Shares in Woodford Patient Capital Trust (LSE: WPCT) have lost more than 15% of their value since the troubles with manager Neil Woodford’s flagship Equity Income fund came to light on Tuesday. Could a similar problem to that afflicting the fund affect the investment trust?
There’s a key difference. With the Equity Income fund, investments have to be sold to give clients their money back, and the fund has a lot invested in illiquid and unquoted stocks, making that a bit tricky. And its liquid investments are already significantly diminished after the withdrawal of £560m in the past month or so.
Investment trust
That doesn’t happen with an investment trust, which is a closed-end fund and is immune to client selling. No cash is ever added to or withdrawn from it, and investors simply buy and sell shares in the fund instead. What happens if shareholders want to sell and run for the hills? If there are more sellers than buyers, the share price will simply fall in order to attract buyers.
But the underlying value of the fund remains the same, as its investments remain intact. Well, within reason, as a number of Patient Capital’s holdings have also dropped as part of the fallout. But generally, what happens when an investment trust’s shares fall in price is that you can buy them for less than the value of the underlying investments they represent.
Looking cheap?
Woodford Patient Capital Trust shares are now trading at a discount to the trust’s net asset value (NAV) of a shade under 25%. What that means is that you can buy the rights to £1-worth of investments (at current asset valuations) for approximately 75p. We have to bear in mind that investment trusts frequently trade at discounts to NAV, but rarely to this extent.

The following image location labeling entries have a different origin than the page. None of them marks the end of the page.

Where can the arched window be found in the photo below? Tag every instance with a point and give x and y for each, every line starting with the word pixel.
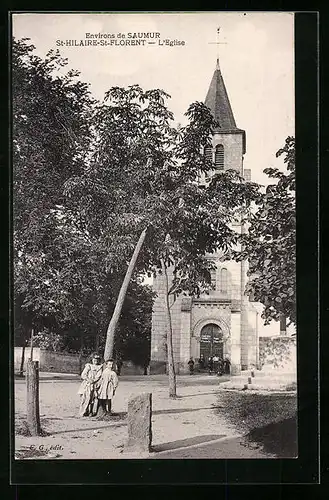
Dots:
pixel 208 153
pixel 219 157
pixel 223 280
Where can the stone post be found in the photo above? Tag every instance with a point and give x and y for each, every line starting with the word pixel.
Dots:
pixel 139 423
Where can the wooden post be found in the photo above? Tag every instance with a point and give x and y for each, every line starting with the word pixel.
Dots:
pixel 283 324
pixel 32 390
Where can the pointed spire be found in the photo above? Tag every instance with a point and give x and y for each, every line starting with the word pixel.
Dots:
pixel 218 102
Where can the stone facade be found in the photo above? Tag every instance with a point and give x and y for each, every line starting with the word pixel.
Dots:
pixel 225 313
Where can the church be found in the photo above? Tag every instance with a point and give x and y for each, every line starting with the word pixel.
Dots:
pixel 223 323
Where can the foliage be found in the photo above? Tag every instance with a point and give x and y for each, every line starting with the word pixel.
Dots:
pixel 270 245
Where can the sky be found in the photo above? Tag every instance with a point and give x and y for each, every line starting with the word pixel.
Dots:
pixel 256 56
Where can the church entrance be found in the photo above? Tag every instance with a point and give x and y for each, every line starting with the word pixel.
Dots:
pixel 211 345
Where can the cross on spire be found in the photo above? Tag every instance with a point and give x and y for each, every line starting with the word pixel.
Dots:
pixel 218 43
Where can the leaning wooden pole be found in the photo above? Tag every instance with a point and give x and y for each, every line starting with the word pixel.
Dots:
pixel 32 391
pixel 108 351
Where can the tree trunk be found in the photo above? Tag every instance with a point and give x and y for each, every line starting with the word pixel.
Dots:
pixel 21 370
pixel 283 324
pixel 108 351
pixel 32 389
pixel 170 351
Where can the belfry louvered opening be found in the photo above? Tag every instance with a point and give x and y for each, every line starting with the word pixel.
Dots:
pixel 219 157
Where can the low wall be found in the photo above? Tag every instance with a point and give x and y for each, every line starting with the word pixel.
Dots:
pixel 61 362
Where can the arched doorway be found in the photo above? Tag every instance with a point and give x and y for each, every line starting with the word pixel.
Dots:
pixel 211 342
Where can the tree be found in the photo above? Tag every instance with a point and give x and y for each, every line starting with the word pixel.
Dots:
pixel 50 142
pixel 270 245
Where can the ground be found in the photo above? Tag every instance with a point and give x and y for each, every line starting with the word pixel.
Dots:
pixel 203 422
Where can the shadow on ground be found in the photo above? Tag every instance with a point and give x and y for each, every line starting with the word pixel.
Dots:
pixel 183 443
pixel 278 438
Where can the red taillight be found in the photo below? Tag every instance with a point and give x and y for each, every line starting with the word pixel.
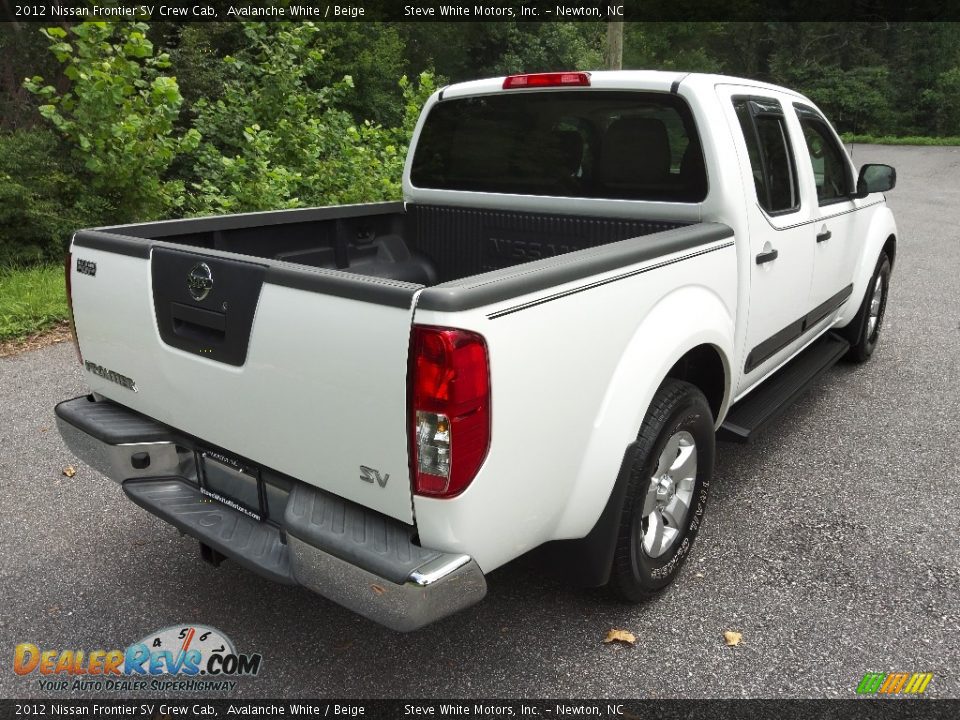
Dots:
pixel 73 325
pixel 449 409
pixel 577 79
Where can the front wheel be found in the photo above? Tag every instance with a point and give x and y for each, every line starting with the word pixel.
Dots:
pixel 666 492
pixel 864 332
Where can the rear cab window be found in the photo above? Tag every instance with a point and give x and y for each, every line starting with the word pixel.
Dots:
pixel 764 128
pixel 589 144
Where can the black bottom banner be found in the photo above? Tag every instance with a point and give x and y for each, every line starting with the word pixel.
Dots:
pixel 854 709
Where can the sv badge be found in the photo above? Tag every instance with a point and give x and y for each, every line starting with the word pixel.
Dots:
pixel 373 475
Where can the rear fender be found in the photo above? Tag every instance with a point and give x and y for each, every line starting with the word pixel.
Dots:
pixel 682 320
pixel 882 226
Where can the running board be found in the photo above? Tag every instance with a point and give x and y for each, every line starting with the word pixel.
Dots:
pixel 749 416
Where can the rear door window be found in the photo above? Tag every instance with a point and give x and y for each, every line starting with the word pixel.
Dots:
pixel 594 144
pixel 771 157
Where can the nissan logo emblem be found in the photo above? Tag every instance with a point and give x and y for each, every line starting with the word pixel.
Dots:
pixel 200 281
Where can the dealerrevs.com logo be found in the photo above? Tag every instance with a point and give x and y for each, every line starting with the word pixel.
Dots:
pixel 179 657
pixel 894 683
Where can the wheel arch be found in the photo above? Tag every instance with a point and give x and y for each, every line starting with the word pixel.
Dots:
pixel 687 336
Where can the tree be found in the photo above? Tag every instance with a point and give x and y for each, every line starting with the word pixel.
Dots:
pixel 118 114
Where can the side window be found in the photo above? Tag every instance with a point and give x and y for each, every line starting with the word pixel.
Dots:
pixel 830 168
pixel 771 159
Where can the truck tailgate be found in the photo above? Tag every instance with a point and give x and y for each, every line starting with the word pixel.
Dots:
pixel 300 370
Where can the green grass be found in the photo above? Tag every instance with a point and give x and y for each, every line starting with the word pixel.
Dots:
pixel 31 299
pixel 906 140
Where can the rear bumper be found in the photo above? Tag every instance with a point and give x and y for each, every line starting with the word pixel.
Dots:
pixel 358 558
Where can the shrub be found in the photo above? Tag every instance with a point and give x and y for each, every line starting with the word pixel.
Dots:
pixel 43 198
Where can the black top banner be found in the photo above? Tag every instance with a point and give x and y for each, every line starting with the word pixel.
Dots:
pixel 47 11
pixel 863 709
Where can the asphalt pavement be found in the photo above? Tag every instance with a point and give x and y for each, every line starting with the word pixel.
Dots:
pixel 831 543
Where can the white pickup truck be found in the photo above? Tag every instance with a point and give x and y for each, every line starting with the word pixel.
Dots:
pixel 591 276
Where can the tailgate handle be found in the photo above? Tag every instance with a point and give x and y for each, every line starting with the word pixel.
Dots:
pixel 197 324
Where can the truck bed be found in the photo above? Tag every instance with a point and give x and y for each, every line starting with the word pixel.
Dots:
pixel 426 245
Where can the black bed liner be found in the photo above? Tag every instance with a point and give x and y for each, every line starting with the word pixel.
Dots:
pixel 385 252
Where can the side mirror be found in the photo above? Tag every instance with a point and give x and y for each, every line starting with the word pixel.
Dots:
pixel 875 178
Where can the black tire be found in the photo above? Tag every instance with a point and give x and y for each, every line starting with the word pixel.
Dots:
pixel 677 408
pixel 862 337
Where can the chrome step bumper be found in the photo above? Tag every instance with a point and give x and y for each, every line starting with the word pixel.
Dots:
pixel 360 559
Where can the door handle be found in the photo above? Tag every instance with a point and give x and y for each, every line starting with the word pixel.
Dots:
pixel 767 256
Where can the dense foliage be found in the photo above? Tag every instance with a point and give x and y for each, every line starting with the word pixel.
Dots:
pixel 122 122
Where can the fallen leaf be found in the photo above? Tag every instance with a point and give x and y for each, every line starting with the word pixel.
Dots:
pixel 623 636
pixel 731 638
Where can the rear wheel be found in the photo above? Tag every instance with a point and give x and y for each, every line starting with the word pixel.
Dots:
pixel 666 492
pixel 864 332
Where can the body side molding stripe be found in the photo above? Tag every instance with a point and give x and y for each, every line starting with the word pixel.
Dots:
pixel 780 339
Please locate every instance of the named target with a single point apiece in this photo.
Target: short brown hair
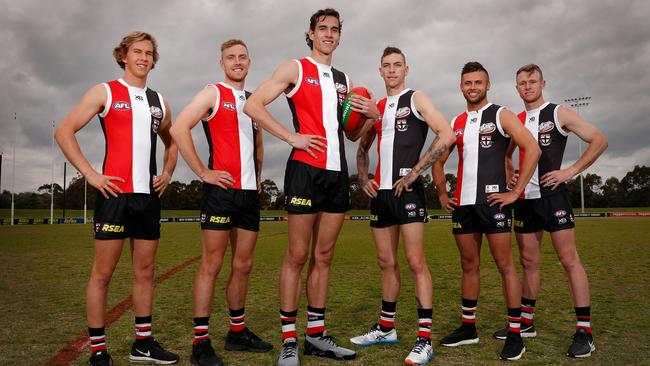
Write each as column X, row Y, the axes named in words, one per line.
column 321, row 14
column 474, row 66
column 530, row 68
column 121, row 49
column 233, row 42
column 391, row 50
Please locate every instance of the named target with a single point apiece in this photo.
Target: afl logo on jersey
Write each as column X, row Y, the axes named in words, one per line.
column 487, row 128
column 402, row 112
column 486, row 141
column 121, row 106
column 312, row 81
column 545, row 139
column 401, row 125
column 546, row 126
column 341, row 88
column 155, row 112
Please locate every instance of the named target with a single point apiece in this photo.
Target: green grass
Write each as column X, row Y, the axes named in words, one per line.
column 45, row 269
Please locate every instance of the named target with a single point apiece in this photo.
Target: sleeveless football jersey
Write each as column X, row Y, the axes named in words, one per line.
column 130, row 122
column 482, row 144
column 401, row 134
column 231, row 137
column 543, row 124
column 315, row 102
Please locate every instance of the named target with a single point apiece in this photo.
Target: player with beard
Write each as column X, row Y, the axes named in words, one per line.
column 316, row 179
column 230, row 210
column 481, row 202
column 132, row 117
column 544, row 204
column 398, row 203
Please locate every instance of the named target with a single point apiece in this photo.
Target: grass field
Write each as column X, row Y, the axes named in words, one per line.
column 45, row 269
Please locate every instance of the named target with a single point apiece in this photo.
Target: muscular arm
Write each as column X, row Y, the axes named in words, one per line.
column 363, row 161
column 526, row 142
column 198, row 108
column 571, row 121
column 259, row 155
column 89, row 105
column 283, row 77
column 444, row 138
column 170, row 156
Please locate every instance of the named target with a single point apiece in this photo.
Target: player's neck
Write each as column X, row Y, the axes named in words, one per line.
column 534, row 104
column 395, row 90
column 239, row 85
column 321, row 58
column 134, row 81
column 471, row 107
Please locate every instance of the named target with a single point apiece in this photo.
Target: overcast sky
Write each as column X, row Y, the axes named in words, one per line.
column 53, row 51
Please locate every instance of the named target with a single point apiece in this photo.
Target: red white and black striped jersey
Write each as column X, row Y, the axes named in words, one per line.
column 482, row 144
column 401, row 134
column 231, row 137
column 543, row 124
column 315, row 102
column 130, row 121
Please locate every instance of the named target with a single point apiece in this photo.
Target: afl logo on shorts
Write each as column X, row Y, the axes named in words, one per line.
column 402, row 112
column 312, row 81
column 545, row 139
column 546, row 126
column 487, row 128
column 486, row 141
column 401, row 125
column 121, row 106
column 155, row 112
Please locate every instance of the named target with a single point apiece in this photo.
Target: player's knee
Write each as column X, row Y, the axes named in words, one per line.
column 387, row 263
column 470, row 265
column 242, row 267
column 323, row 258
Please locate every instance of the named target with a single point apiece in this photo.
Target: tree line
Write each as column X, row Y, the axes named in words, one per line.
column 631, row 191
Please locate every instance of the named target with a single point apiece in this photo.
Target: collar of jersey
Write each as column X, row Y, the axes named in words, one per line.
column 230, row 87
column 317, row 63
column 130, row 86
column 396, row 96
column 534, row 110
column 479, row 110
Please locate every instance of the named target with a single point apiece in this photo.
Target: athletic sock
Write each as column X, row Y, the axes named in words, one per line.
column 527, row 311
column 237, row 320
column 201, row 329
column 387, row 317
column 142, row 328
column 514, row 320
column 288, row 320
column 583, row 317
column 424, row 323
column 97, row 338
column 315, row 321
column 469, row 312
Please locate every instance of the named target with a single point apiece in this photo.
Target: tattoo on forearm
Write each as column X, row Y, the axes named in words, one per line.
column 433, row 153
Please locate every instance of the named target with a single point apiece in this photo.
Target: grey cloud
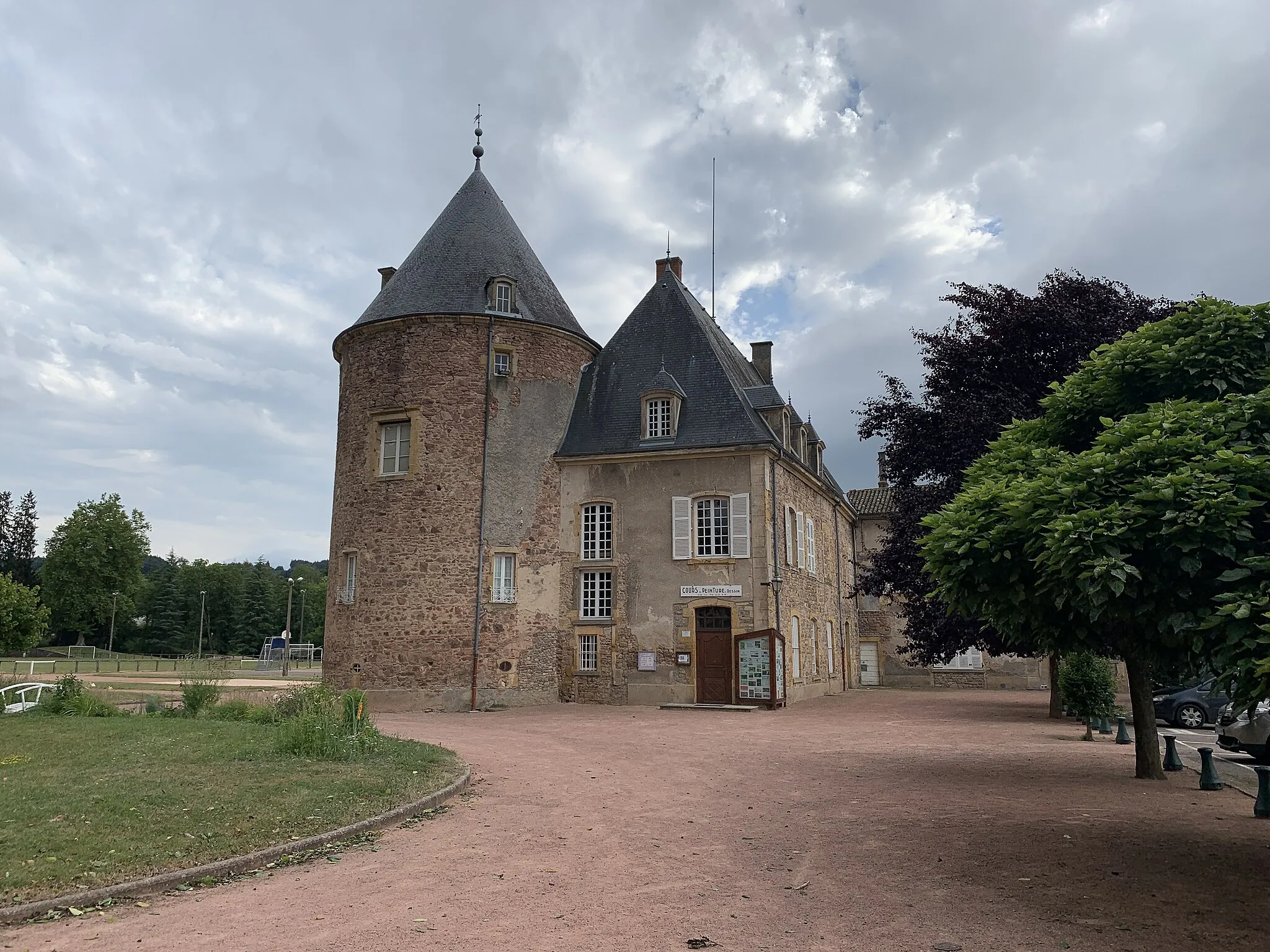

There are possible downsides. One of Woodford’s key points about this trust is that, in an innovative move, he doesn’t charge management fees. But there is increasing speculation that this approach will not be sustainable and that charges could be coming soon. Still, as several commentators have pointed out, at least shareholders haven’t had to pay for the poor performance of the trust since launch.
Putting aside the past week’s woes, Woodford Patient Capital shares have been underperforming for years. The trust share price remained ahead of the FTSE 100 for the first year or so, but since launch in 2015, the share price had fallen by more than 25% even before the latest shock revelation (compared to a 3% gain for the Footsie). After this week’s news, we’re looking at a 40% loss.
What do to?
With the current depressed mood, it’s possible there’s a bargain to be had here, but it’s all down to the actual value of the underlying assets. With quoted and liquid shares, that’s relatively easy to ascertain. But when it comes to unquoted firms, and illiquid and unprofitable start-ups, it’s hard to put any reliance on NAV as in many cases it’s a very subjective assessment.
My colleague G A Chester recently looked at this very problem, and I recommend reading his words before you think of buying Woodford Patient Capital shares.
Me? I don’t like hard-to-value investments, and I would never have invested in the first place.